Here is a concrete example: Suppose both $a,b$ are i.i.d. uniform random variables on $[0,1]$. Suppose $A = [1/4, 3/4]$ and $B = \{1/3\}$. Then $P(a \in A | b \in B) = 1/2$. To see this, notice that the event $b \in B$ means that $a$ is allowed to take any values on $[0,1]$. Therefore the event $\{a \in A \cap b \in B\}$ means $a$ is allowed to take only values on $[1/4, 3/4]$, which is half the length of the full interval, so the conditional probability is $1/2$. Essentially, this example relies on the fact that sections of a larger sample space can "inherit" a measure in a well-defined way under certain nice conditions.

Henry's excellent example also falls under this same framework.

Answer 4

As an example of where this is meaningful, consider two independent standard normal random variables $X$ and $Y$ so each with mean $0$ and variance $1$.

Suppose $A$ is the event $X\le 1$ and $B$ is the event $X+Y=2$.

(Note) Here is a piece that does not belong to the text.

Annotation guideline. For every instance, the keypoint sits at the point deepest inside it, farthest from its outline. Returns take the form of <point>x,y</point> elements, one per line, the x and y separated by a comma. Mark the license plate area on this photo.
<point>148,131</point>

Then $P(A)=\Phi(1) \approx 0.8413$, $P(B)=0$ since this is a point in a continuous distribution, and $P(A|B)=0.5$ by symmetry.

Answer 5

Conditional probability could be seen as a useful tool to create new probabilistic spaces from a given one. It is a process equivalent to create new algebraic structure from others well know. For example, think of the euclidean vector space $(\mathbb{R}^3,+,\cdot,\mathbb{R})$, it represents the physical space, a new space can be constructed from it by considering only the first coordenates, obtaining $(\mathbb{R},+,\cdot, \mathbb{R})$ which represents an endless straight-line. In the case of the probabilistic "structure", given a probabilistic space, $(P,\Omega,\mathcal{A})$, the conditional operator $\lvert$ gives place to a new probabilistic space, whose probability function is defined by $P(A \lvert B) = \frac{P(A \cap B)}{P(B)}$ which means the probability the event A occurs once the event B has happened. That is the reason by which the conditional operator is also called the dynamical operator... What happens if P(B)=0? In such a case, you would obtain a trivial probabilistic space, since each even would be impossible, like the nil vectorial subspace $({0},+,\cdot,\mathbb{K})$ in Linear Algebra, but the Kolmogorov axiomatic definition of probability function imposes the condition of that the probability of the space is 1, that is the reason by which it is not studied the case $P(B) = 0$, because the natural definition doesn't give rise to a new probabilistic space.